Licensed under the Apache License, Version 2.0 (the "License");
you may not use this file except in compliance with the License.
You may obtain a copy of the License at
http://www.apache.org/licenses/LICENSE-2.0
Unless required by applicable law or agreed to in writing, software
distributed under the License is distributed on an "AS IS" BASIS,
WITHOUT WARRANTIES OR CONDITIONS OF ANY KIND, either express or implied.
See the License for the specific language governing permissions and
limitations under the License. */
#pragma once
#include <fstream>
#include <memory>
#include <mutex> // NOLINT
#include <string>
#include <thread> // NOLINT
#include <vector>
#include "paddle/fluid/framework/data_feed.pb.h"
#include "paddle/fluid/framework/lod_tensor.h"
#include "paddle/fluid/framework/reader.h"
#include "paddle/fluid/framework/variable.h"
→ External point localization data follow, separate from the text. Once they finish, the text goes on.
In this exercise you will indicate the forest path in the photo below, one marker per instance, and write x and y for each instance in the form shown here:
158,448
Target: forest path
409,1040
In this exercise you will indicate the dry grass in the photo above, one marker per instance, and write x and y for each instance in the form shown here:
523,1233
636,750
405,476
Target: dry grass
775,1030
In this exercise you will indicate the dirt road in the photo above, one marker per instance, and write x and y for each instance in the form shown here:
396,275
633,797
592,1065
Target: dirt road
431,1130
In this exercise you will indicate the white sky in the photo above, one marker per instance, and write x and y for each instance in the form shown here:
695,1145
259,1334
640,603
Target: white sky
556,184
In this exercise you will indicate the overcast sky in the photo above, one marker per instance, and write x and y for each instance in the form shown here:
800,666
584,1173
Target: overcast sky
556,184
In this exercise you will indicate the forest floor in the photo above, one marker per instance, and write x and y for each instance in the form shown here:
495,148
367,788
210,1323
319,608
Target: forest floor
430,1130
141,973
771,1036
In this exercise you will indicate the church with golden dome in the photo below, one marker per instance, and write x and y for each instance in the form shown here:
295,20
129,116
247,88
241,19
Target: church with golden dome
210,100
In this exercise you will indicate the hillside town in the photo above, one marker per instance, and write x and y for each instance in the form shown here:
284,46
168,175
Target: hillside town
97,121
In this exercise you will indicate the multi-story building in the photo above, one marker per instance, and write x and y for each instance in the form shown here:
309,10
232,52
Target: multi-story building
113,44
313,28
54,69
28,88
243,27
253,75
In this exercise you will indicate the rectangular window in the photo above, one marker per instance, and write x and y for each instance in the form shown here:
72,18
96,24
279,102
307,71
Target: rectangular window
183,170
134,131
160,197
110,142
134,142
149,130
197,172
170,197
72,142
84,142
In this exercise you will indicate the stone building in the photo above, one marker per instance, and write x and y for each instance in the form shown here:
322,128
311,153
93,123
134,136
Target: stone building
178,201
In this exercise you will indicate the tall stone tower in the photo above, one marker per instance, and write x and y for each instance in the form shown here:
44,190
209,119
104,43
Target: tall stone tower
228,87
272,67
#include "paddle/fluid/operators/reader/blocking_queue.h"
namespace paddle {
namespace framework {
// DataFeed is the base virtual class for all ohther DataFeeds.
// It is used to read files and parse the data for subsequent trainer.
// Example:
// DataFeed* reader =
// paddle::framework::DataFeedFactory::CreateDataFeed(data_feed_name);
// reader->Init(data_feed_desc); // data_feed_desc is a protobuf object
// reader->SetFileList(filelist);
// const std::vector<std::string> & use_slot_alias =
// reader->GetUseSlotAlias();
// for (auto name: use_slot_alias){ // for binding memory
// reader->AddFeedVar(scope->Var(name), name);
// }
// reader->Start();
// while (reader->Next()) {
// // trainer do something
// }
class DataFeed {
public:
DataFeed() {}
virtual ~DataFeed() {}
virtual void Init(const paddle::framework::DataFeedDesc& data_feed_desc) = 0;
virtual bool CheckFile(const char* filename) {
PADDLE_THROW("This function(CheckFile) is not implemented.");
}
// Set filelist for DataFeed.
// Pay attention that it must init all readers before call this function.
// Otherwise, Init() function will init finish_set_filelist_ flag.
virtual bool SetFileList(const std::vector<std::string>& files);
virtual bool Start() = 0;
// The trainer calls the Next() function, and the DataFeed will load a new
// batch to the feed_vec. The return value of this function is the batch
// size of the current batch.
virtual int Next() = 0;
// Get all slots' alias which defined in protofile
virtual const std::vector<std::string>& GetAllSlotAlias() {
return all_slots_;
}
// Get used slots' alias which defined in protofile
virtual const std::vector<std::string>& GetUseSlotAlias() {
return use_slots_;
}
// This function is used for binding feed_vec memory
virtual void AddFeedVar(Variable* var, const std::string& name);
protected:
// The following three functions are used to check if it is executed in this
// order:
// Init() -> SetFileList() -> Start() -> Next()
virtual void CheckInit();
virtual void CheckSetFileList();
virtual void CheckStart();
virtual void SetBatchSize(
int batch); // batch size will be set in Init() function
// This function is used to pick one file from the global filelist(thread
// safe).
virtual bool PickOneFile(std::string* filename);
static std::vector<std::string> filelist_;
static size_t file_idx_;
static std::mutex mutex_for_pick_file_;
// the alias of used slots, and its order is determined by
// data_feed_desc(proto object)
std::vector<std::string> use_slots_;
std::vector<bool> use_slots_is_dense_;
// the alias of all slots, and its order is determined by data_feed_desc(proto
// object)
std::vector<std::string> all_slots_;
std::vector<std::string> all_slots_type_;
std::vector<int>
use_slots_index_; // -1: not used; >=0: the index of use_slots_
// The data read by DataFeed will be stored here
std::vector<LoDTensor*> feed_vec_;
// the batch size defined by user
int default_batch_size_;
// current batch size
int batch_size_;
bool finish_init_;
static bool finish_set_filelist_;
bool finish_start_;
};
// PrivateQueueDataFeed is the base virtual class for ohther DataFeeds.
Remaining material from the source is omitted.